The most important activity of the aminoacyl-tRNA synthetase is to attach an amino acid to a tRNA, that can then interact with codons that identify its amino acid. Taking both similar acetylation function and amino acid motifs into consideration, 2 separate classes of aminoacyl-tRNA synthetases could be differentiated. Class I enzyme is normally monomeric and binds the tRNA acceptor stem from the minor groove. It adds amino acid to 2’-OH of the adenylate residue, moving it into the 3’-OH position. Meanwhile, Class II aminoacyl-tRNA synthetase is oligomeric and binds the tRNA acceptor stem from the major groove. The enzyme proceeds to add amino acid to the 3’-OH position directly.

The aminoacyl-tRNA synthetases can distinguish between different tRNAs and this recognition doesn't follow the same pattern. An aminoacyl-tRNA synthetase recognizes a set of sequentinal elements and binds tRNA with the respective amino acid. Examples of these elements vary: 1 base in the anticodon, 1 of 3 base pairs in the acceptor stem and others.

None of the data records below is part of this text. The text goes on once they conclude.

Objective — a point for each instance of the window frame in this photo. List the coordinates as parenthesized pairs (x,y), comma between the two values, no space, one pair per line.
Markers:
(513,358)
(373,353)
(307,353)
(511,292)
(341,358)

However, depending on the chirality of the amino acid, an aminoacyl-tRNA-synthase can actually disrupt the ester bond between D-amino acids and tRNA. This can happen if there is an editing domain that's lacking in the active site of that aminoacyl-tRNA-synthase.

=== Transfer RNA ===
During activation, the tRNA functions as an adaptor molecule, as posited by Francis Crick’s adaptor hypothesis. That is, the tRNA binds at one end to the specific amino acid of interest, and at the other end to the mRNA codon sequence. The tRNA molecule effectively acts as an intermediary between the two, enabling translation of the genetic code to an amino acid sequence.

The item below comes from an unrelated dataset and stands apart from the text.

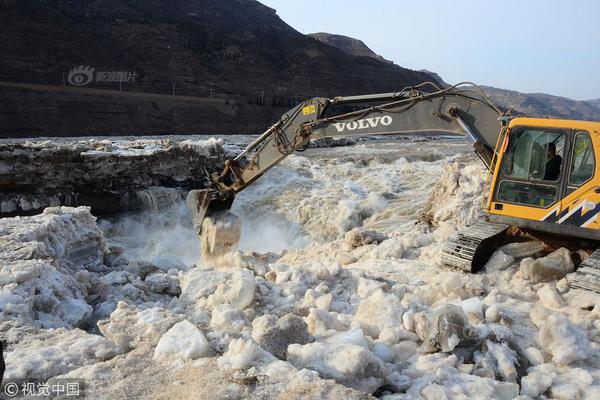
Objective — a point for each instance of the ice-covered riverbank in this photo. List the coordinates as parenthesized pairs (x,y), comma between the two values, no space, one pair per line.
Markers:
(337,293)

== Editing and Proofreading ==
The specificity of the amino acid activation is as critical for the translational accuracy as the correct matching of the codon with the anticodon. The reason is that the ribosome only sees the anticodon of the tRNA during translation. Thus, the ribosome will not be able to discriminate between tRNAs with the same anticodon but linked to different amino acids. By attaching the correct amino acid to its associated tRNA molecule, activation ensures both specificity and fidelity of translation.

Editing mechanisms occur when there is a misactivation of amino acids, where an amino acid is attached to the wrong tRNA molecule. The aminoacyl-tRNA synthetase can hydrolyze the amino acid before it attaches to the wrong tRNA molecule (pre-transfer editing) or deacylate the mischarged tRNA after attachment (post-transfer editing).

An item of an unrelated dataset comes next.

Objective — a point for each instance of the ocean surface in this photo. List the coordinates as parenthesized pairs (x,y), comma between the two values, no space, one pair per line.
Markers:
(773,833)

The error frequency of the amino acid activation reaction is approximately 1 in 10,000 despite the small structural differences between some of the amino acids.

== History ==
Amino acid activation was first characterized by Mahlon Hoagland, who found that amino acids could be activated by certain enzymes to form an aminoacyl adenylate intermediate compound. The enzymes were discovered to be aminoacyl t-RNA synthetases, responsible for catalyzing the linkage of an amino acid to a small RNA molecule. Hoagland and his collaborator, Paul Zamecnik, later discovered that the small RNA molecule was a tRNA, and they identified it as a key facilitator of translation.

Amino acid activation is a key reaction in many biochemical and metabolic processes. In particular, leucine natural killer treatment of interleukin-18 activated cells triggers the mTORC1 metabolic sensor, which indicates that mTORC1 causes amino acid-driven activation due to a high expression in amino acid transporters.

The Inhibition of CD98/LAT1 amino acid transporters abroad mTORC1 activation driven by leucine, decreased the activity of the NK cell-effector.